Auroras peak every 11 years
Auroras are dependent on sunspot activity and other changes of the sun. This means that the more restless the sun is, the more flares you’ll see. The sun has an 11-year cycle in sunspot activity that greatly affects the chances of seeing an aurora. The sun has just finished its last peak, often dubbed the “solar maximum” in 2014, so you’ll be enjoying intense auroras three or four years after that. Come 2020 or 2021, aurora activity will take a deep dive with fewer chances of spotting one anywhere on earth.
Northern Lights Tours are built around giving you the best aurora viewing experience, but they’re far more than just about sightseeing auroras. The best northern lights tours will take you through adventures all throughout your chosen destination so you can get a taste of local culture, enjoy natural wonders, and visit important landmarks. Be wary of tour operators that guarantee you’ll be seeing the northern lights. There’s absolutely no way to ascertain you’ll be seeing one, however, you can increase your chances by being at the right place at the right time.
Sign up for a text alert
There are a handful of services online that claim to automatically send you real-time text alerts, push notifications, or browser pop-up notifications whenever auroral activity is detected in your area. These are excellent services for people in locations that don’t get a lot of activity so they can immediately head out and seize the moment!

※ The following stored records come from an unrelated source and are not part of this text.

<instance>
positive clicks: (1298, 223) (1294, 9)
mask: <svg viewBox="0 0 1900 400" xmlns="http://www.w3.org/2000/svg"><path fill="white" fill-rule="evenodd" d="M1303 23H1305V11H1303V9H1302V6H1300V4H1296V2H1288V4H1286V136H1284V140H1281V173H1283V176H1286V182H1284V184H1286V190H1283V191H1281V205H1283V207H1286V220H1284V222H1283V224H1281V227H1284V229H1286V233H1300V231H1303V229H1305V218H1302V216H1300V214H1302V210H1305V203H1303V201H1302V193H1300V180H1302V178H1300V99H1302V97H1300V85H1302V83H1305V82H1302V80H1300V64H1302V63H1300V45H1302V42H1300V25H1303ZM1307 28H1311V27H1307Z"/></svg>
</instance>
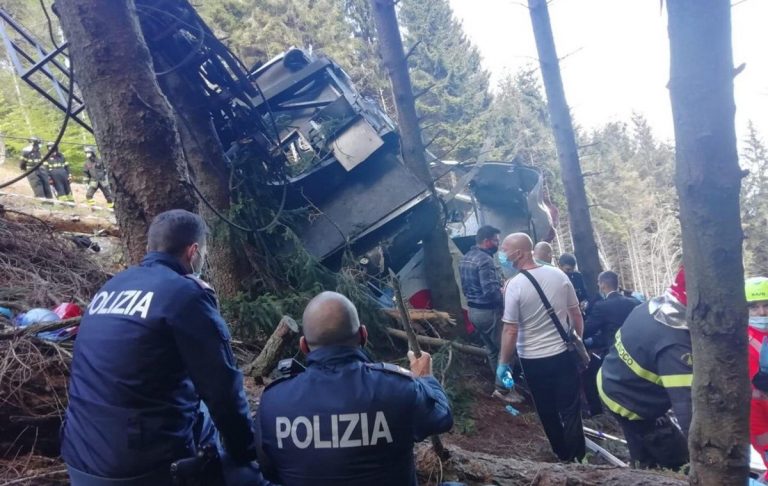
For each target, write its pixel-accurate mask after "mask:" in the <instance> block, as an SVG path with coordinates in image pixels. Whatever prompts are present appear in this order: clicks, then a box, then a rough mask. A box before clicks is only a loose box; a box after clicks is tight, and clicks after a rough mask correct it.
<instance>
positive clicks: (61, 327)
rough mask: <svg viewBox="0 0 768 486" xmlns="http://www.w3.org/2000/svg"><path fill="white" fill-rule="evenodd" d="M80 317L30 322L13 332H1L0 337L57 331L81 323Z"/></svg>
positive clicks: (13, 331) (27, 334) (9, 338)
mask: <svg viewBox="0 0 768 486" xmlns="http://www.w3.org/2000/svg"><path fill="white" fill-rule="evenodd" d="M80 319H81V316H78V317H70V318H69V319H64V320H61V321H54V322H40V323H36V324H30V325H28V326H26V327H22V328H19V329H14V330H13V331H11V332H5V333H2V334H0V339H12V338H15V337H19V336H30V335H34V334H39V333H41V332H48V331H57V330H59V329H63V328H65V327H70V326H74V325H76V324H79V323H80Z"/></svg>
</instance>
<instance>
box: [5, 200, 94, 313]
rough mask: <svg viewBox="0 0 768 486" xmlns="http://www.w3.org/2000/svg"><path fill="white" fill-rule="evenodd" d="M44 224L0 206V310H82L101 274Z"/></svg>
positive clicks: (57, 233) (75, 247) (80, 250)
mask: <svg viewBox="0 0 768 486" xmlns="http://www.w3.org/2000/svg"><path fill="white" fill-rule="evenodd" d="M83 253H84V250H82V249H78V248H77V247H76V246H75V244H74V243H72V242H71V241H70V240H69V239H67V238H65V237H63V236H60V235H59V234H58V233H57V232H55V231H54V230H53V229H52V228H51V227H50V226H49V225H48V224H47V223H45V222H44V221H42V220H40V219H38V218H36V217H34V216H30V215H27V214H24V213H21V212H18V211H14V210H10V209H6V208H4V207H3V206H0V281H2V282H3V284H2V288H0V306H2V307H8V308H10V309H13V310H15V311H17V312H22V311H25V310H27V309H31V308H34V307H53V306H55V305H58V304H59V303H61V302H75V303H77V304H79V305H81V306H84V305H85V304H86V303H87V301H88V299H90V296H91V295H93V293H94V292H95V291H96V290H97V289H98V288H99V287H100V286H101V285H102V284H103V283H104V282H105V281H106V280H107V274H106V273H105V272H104V271H103V270H102V269H101V268H100V267H99V266H98V265H96V264H95V263H94V262H92V261H91V260H90V259H88V258H87V257H85V256H84V254H83Z"/></svg>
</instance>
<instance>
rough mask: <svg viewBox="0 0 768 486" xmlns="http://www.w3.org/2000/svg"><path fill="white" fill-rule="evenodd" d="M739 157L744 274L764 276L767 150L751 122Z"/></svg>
mask: <svg viewBox="0 0 768 486" xmlns="http://www.w3.org/2000/svg"><path fill="white" fill-rule="evenodd" d="M741 157H742V163H741V165H742V168H745V169H747V170H748V171H749V175H748V176H747V177H746V178H745V179H744V182H743V184H742V188H741V221H742V226H743V227H744V236H745V239H744V273H745V274H746V275H747V276H749V277H756V276H768V248H767V247H766V242H768V149H767V148H766V146H765V142H764V141H763V139H762V138H760V136H759V134H758V133H757V129H755V126H754V124H753V123H752V122H751V121H750V122H749V125H748V127H747V137H746V139H745V140H744V150H743V151H742V154H741Z"/></svg>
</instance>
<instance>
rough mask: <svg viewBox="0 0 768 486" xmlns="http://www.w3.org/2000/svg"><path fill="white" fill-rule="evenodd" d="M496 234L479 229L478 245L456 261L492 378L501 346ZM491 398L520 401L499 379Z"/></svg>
mask: <svg viewBox="0 0 768 486" xmlns="http://www.w3.org/2000/svg"><path fill="white" fill-rule="evenodd" d="M499 232H500V230H499V229H498V228H494V227H493V226H481V227H480V228H479V229H478V230H477V234H476V235H475V242H476V243H477V244H476V245H475V246H473V247H472V248H471V249H470V250H469V251H468V252H467V253H466V254H465V255H464V256H463V257H462V259H461V261H460V262H459V276H460V277H461V291H462V292H463V293H464V297H466V299H467V307H468V308H469V311H468V315H469V320H470V322H472V325H473V326H475V328H476V329H477V331H478V334H479V335H480V339H481V340H482V342H483V345H484V346H485V350H486V351H487V352H488V363H489V365H490V367H491V372H492V373H494V376H495V373H496V364H497V363H498V361H499V348H500V346H501V314H502V313H503V312H504V297H503V296H502V294H501V282H502V278H501V276H500V275H499V272H498V271H497V270H496V262H495V261H494V259H493V256H494V255H495V254H496V252H497V251H498V250H499ZM517 377H519V372H518V370H516V378H517ZM492 396H493V397H494V398H498V399H500V400H502V401H504V402H507V403H519V402H521V401H522V400H523V397H522V396H521V395H520V394H519V393H517V391H515V390H507V389H506V388H505V387H504V385H503V384H502V383H501V381H500V380H499V379H498V378H496V382H495V389H494V391H493V395H492Z"/></svg>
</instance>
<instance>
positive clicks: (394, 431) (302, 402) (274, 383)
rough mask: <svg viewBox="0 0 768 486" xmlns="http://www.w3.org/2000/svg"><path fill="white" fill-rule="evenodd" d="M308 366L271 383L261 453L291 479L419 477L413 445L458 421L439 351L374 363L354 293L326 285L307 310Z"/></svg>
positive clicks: (284, 479)
mask: <svg viewBox="0 0 768 486" xmlns="http://www.w3.org/2000/svg"><path fill="white" fill-rule="evenodd" d="M302 326H303V328H304V336H303V337H302V338H301V341H300V346H301V349H302V351H303V352H304V353H306V354H308V357H307V361H308V366H307V370H306V371H305V372H303V373H299V374H297V375H296V376H294V377H292V378H286V379H283V380H279V381H276V382H273V383H272V384H271V385H270V386H269V387H267V388H266V390H265V391H264V394H263V395H262V398H261V405H260V408H259V414H260V428H261V434H262V447H263V452H264V454H265V455H266V458H267V459H268V463H269V464H266V463H265V464H264V467H265V470H268V469H269V468H271V469H273V473H274V474H275V475H276V478H275V480H276V481H277V482H279V483H281V484H284V485H286V486H294V485H360V484H363V485H366V486H375V485H393V484H397V485H409V484H411V485H414V484H416V472H415V467H414V458H413V444H414V442H418V441H421V440H423V439H425V438H426V437H427V436H429V435H433V434H439V433H442V432H446V431H448V430H449V429H450V428H451V426H452V425H453V418H452V416H451V410H450V407H449V405H448V399H447V398H446V396H445V392H444V391H443V389H442V387H441V386H440V384H439V383H438V382H437V380H435V378H433V377H432V376H431V375H432V359H431V358H430V356H429V355H428V354H426V353H424V354H422V356H421V357H420V358H418V359H416V358H414V356H413V354H412V353H409V359H410V362H411V371H410V372H409V371H407V370H405V369H402V368H399V367H396V366H394V365H388V364H384V363H371V362H370V360H369V359H368V357H367V356H366V355H365V353H364V352H363V350H362V346H364V345H365V342H366V339H367V331H366V329H365V326H362V325H360V321H359V319H358V316H357V310H356V309H355V307H354V305H353V304H352V302H350V301H349V299H347V298H346V297H344V296H343V295H340V294H337V293H335V292H323V293H321V294H320V295H318V296H317V297H315V298H314V299H312V301H311V302H310V303H309V305H308V306H307V308H306V310H305V311H304V317H303V323H302Z"/></svg>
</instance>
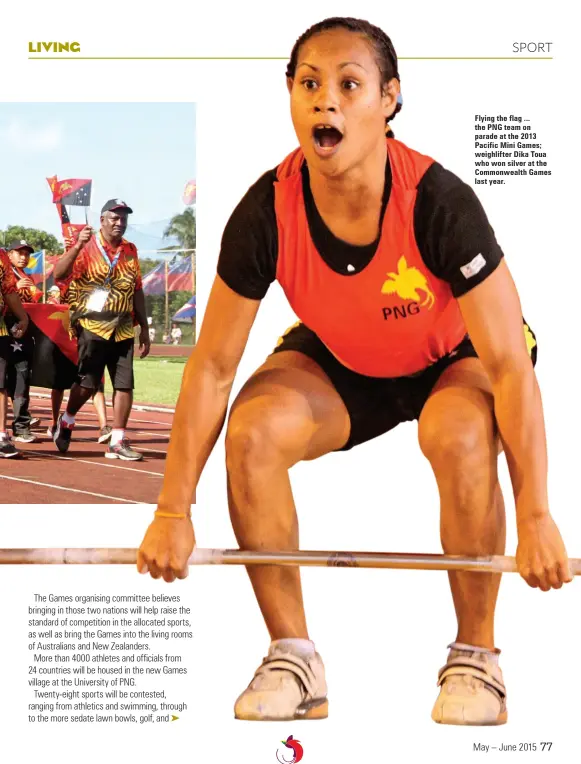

Select the best camera setting
It can be tricky to take a photo of the northern lights that would do it justice, mainly because taking photos in low light requires a bit of technical know-how. You might take a decent photo or two with your mobile camera, but pros know that a DSLR does the best job. First, a tripod and cable release is necessary to capture auroras at their best. Remove all the filters off of your lenses, and set your camera on full manual mode. There is no perfect recipe for the right camera setting, but you'll get the best photos if you set your shutter speed between 15 and 30 seconds, your ISO between 800 and 3200, and your aperture between f/2.8 and f/5.6. Point, shoot, and experiment with your settings until you get the best photo!
View the celestial wonders from the best places to see the northern lights and behold one of the earth’s most beautiful natural occurrences, so just take it all in and don’t forget to snap a photo! And remember that aurora sightings are just one of the many events that make these places amazing.